There has been one instance when Sunil Gavaskar tried to take his opening partner Chetan Chauhan off in protest after wrongly being adjudged out by the umpire at MCG against Australia, but Gavaskar since then has, time and again, clarified that his protest was not because of the wrong decision of the umpire, but because somebody from the Australian camp abused him when he was returning towards the pavilion.
But what Shakib Al Hasan did yesterday in the 6th match of the Nidahas Trophy against Sri Lanka was not a reaction to being triggered by the opposition. It was purely a protest against the umpires and the match officials and it was outrageous to say the least.
First of all, I would like to make it clear that in my eyes it was a wrong call by the umpires. The 2nd and the 3rd deliveries of the 20th over of Bangladesh's innings was over the shoulder height of the batsman and, ideally, the 3rd delivery should have been called a no-ball. It was completely normal for Shakib to lose his cool at that as the match was delicately poised at that stage and one wrong call there could have changed the course of the match.
Even the fact that the Bangladesh captain got involved in an animated discussion with the 4th umpire and tried to put his point across in a rather aggressive fashion was understandable given the situation of the game, but it was totally shocking when he gestured towards his players to leave the ground. He didn’t do it just once in which case he could have been given the benefit of the doubt. He actually repeated it 4 or 5 times and if it was a Yes-man out there in the centre who had responded to his call, it would have been turned out to be an absolute embarrassment for all the stakeholders concerned including Bangladesh themselves.
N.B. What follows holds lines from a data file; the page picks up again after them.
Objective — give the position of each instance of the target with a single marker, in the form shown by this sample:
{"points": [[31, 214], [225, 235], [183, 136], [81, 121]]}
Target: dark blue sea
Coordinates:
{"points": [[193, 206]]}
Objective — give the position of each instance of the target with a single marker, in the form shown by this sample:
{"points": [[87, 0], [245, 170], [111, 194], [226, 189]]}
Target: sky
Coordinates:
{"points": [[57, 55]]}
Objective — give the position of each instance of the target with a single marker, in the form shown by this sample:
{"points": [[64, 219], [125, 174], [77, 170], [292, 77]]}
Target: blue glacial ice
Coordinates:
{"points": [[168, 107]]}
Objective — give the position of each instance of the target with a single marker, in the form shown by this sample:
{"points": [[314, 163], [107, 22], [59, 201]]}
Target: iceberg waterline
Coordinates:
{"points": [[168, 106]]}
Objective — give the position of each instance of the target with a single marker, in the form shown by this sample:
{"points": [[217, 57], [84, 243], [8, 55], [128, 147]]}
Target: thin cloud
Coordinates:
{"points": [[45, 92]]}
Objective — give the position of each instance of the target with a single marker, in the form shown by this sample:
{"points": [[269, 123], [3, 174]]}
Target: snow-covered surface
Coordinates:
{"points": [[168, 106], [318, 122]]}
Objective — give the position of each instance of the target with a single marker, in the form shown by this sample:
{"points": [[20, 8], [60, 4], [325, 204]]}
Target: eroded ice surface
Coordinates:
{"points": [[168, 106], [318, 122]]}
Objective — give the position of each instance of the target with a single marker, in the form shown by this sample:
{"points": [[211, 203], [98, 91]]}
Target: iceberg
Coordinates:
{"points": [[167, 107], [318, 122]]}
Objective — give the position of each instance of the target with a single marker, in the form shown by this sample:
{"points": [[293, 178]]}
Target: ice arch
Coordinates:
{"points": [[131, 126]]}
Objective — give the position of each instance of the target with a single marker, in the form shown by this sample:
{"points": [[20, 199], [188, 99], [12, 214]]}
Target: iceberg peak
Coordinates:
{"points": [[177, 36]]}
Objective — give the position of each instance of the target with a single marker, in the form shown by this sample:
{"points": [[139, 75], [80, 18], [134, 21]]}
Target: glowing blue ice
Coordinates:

What was good from Bangladesh’s point of view was that a cool, calm and collected individual like Mahmudullah was present on the ground and he did not respond to the captain’s call. Not only did he turn his own back on him, he told Rubel Hossain, his partner at the crease, not to go off in what was a rare display of sanity during those few minutes of chaos. Mahmudullah then went on to score 12 runs off the next 3 balls to actually win the game for Bangladesh with one of the most extraordinary finishes in T20 cricket.
While it all ended well for Bangladesh, the Bangladesh Cricket Board (BCB) must not sweep it under the carpet. They must introspect and ask themselves if Shakib is the right man to lead their team in the future.
However great a player Shakib might be, for him to have such instincts is dangerous, especially when he is in charge of the team. A leader can’t be a quitter and Shakib was clearly quitting there. He, in his mind, must have been sure that his team had no chance of winning the game, otherwise, he would never have tried to call them off even if that umpiring decision didn’t go his way.
For a leader to first not back his team, not back the specialist batsman out there to get the job done, and then almost dictate his decision of quitting to the team, raises serious question marks over his leadership style. A man with this level of patience should not be allowed to lead an international sports side in a fiercely competitive environment at all.
By sacking Shakib straightaway, Bangladesh will not only be making the right call, as someone like Mahmudullah is surely more capable of captaining the side given his calm demeanour and ability to read the game, but Bangladesh will also set an example to the rest of the cricketing world as to how much they respect the game and to what extent they can go to punish even their own players if they bring the game into disrepute.